Marina Razhbezkina has made a return to directing after concentrating on her pedagogical career at her School of Documentary Films and Theatre with a new film Optical Axis which attempts to look at contemporary reality through a comparison with the photographs of Maxim Dmitriev taken a century ago. It is a gentle social portrait which includes an extraordinary moment of filming the process of a man carving out a wooden spoon in real time. Filmed in natural light, the film offers little sharp social commentary but regards its protagonists generally with a certain warmth.

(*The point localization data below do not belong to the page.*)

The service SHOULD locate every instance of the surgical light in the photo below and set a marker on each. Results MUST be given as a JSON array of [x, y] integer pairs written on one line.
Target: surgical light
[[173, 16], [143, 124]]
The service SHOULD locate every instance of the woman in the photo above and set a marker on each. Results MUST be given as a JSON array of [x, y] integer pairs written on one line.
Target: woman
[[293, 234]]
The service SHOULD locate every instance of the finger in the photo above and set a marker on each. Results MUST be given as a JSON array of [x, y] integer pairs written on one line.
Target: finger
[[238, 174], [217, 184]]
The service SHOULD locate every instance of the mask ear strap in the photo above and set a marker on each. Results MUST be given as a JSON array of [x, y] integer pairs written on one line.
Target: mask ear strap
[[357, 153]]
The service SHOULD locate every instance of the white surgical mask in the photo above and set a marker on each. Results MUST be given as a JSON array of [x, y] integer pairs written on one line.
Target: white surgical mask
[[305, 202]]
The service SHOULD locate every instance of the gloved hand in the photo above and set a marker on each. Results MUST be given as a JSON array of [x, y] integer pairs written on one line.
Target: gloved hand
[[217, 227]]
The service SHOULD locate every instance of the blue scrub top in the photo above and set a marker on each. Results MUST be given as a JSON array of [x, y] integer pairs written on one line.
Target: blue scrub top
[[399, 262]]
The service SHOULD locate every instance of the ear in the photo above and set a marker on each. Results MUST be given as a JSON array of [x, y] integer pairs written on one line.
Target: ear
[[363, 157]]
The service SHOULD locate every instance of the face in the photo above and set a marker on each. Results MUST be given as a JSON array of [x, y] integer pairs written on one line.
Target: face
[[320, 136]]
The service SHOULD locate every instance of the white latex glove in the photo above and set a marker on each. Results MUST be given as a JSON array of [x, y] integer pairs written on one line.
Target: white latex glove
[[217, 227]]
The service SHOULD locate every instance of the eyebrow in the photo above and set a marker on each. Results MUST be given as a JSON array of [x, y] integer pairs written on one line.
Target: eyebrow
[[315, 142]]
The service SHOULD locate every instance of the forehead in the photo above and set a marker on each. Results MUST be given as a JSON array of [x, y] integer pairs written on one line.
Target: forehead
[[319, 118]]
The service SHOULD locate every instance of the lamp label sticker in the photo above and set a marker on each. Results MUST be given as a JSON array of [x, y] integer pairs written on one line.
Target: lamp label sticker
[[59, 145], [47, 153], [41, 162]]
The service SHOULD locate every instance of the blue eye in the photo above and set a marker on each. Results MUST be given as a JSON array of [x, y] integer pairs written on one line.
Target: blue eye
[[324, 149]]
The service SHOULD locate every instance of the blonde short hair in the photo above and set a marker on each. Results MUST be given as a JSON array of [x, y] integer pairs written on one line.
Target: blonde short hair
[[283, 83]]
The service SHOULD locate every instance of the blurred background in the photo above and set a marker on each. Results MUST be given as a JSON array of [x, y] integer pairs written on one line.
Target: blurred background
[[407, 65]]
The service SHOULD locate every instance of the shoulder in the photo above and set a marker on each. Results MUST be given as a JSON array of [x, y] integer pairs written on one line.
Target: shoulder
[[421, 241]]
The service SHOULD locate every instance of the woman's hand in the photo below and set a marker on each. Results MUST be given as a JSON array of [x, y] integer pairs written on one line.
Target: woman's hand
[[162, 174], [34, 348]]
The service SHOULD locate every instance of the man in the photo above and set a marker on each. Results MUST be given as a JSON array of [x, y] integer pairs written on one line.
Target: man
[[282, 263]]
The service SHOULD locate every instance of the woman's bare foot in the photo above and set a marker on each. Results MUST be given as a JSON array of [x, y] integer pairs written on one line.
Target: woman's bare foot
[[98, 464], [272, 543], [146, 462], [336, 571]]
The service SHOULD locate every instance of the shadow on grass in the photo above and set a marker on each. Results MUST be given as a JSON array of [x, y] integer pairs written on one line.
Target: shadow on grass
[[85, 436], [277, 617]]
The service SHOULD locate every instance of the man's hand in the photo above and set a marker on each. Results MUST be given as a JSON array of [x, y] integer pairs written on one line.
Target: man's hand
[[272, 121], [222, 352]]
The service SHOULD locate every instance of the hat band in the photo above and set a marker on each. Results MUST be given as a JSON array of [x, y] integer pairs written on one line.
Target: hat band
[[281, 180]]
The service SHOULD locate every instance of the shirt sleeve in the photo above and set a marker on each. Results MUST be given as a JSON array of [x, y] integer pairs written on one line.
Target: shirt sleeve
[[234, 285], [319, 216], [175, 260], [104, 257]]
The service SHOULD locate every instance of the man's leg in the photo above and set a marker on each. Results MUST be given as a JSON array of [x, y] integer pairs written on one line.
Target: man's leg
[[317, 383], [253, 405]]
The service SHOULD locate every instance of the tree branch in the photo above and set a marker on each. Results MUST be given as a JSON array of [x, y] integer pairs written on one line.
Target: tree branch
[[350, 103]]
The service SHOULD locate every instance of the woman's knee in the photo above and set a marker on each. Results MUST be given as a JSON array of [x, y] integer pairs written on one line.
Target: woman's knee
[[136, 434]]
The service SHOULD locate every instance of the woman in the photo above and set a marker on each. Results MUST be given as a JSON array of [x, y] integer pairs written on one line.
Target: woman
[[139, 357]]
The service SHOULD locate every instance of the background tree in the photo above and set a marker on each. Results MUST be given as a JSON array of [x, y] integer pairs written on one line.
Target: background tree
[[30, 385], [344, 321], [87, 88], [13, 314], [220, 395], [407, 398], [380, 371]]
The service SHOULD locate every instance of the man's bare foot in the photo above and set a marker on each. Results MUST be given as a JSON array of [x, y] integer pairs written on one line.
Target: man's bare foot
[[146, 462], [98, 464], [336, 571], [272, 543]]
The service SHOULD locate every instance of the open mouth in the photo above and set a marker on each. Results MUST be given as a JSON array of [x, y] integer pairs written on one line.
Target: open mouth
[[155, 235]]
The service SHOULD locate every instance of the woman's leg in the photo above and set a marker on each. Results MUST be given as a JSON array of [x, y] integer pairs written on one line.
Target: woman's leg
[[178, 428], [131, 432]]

Sergei Loznitsa's return to documentary with Letter after his two feature films is another look at the rural, peasant countryside. Shot through a pre-World War Two, the halo-like figures in the blurred film give appearances of almost ghost-like beauty. An extraordinary twenty minutes which makes much else watched on the same day seem far too conventional even when they recount exceptional stories of hardship.

Another competition film  Darya Verditskaite's The last one's ... beyond the river (За рекой... последние) also looks at rural Russia through an optic of a dying world. Not as radical as Loznitsa's poetic arthouse, the films feels overdone and doesn't quite know when to end. But as a debut film it still suggests that the director will have much to say in the future.

It was a great pleasure to watch Kossakovsky's early film The Belovs (Беловы) -a film that gets better at every viewing. A retrospective of festival director Vitaly Mansky has also been without doubt another important part of the festival (if one could have only drawn oneself away from the main location of the festival). Every now and again one stumbles into films that one didn't even suspect were on show such as the portrait of one of Russia's greatest untold secrets, Shavkat Abdusalamov: art director of Tarkovsky and Klimov, artist, author , actor, director in his own right and friend of Antonioni, Tonino Guerra and Yuri Norstein. The film portrait The Eternal Wanderer (Вечный Странник) may not, in itself have been innovative in technique, but it was a joy that someone has made a portrait of this unackowledged but great artist. A shame, though, that only three people came to view this film during its single showing at the festival.

Coming days promise much more including many of the long awaited competition films.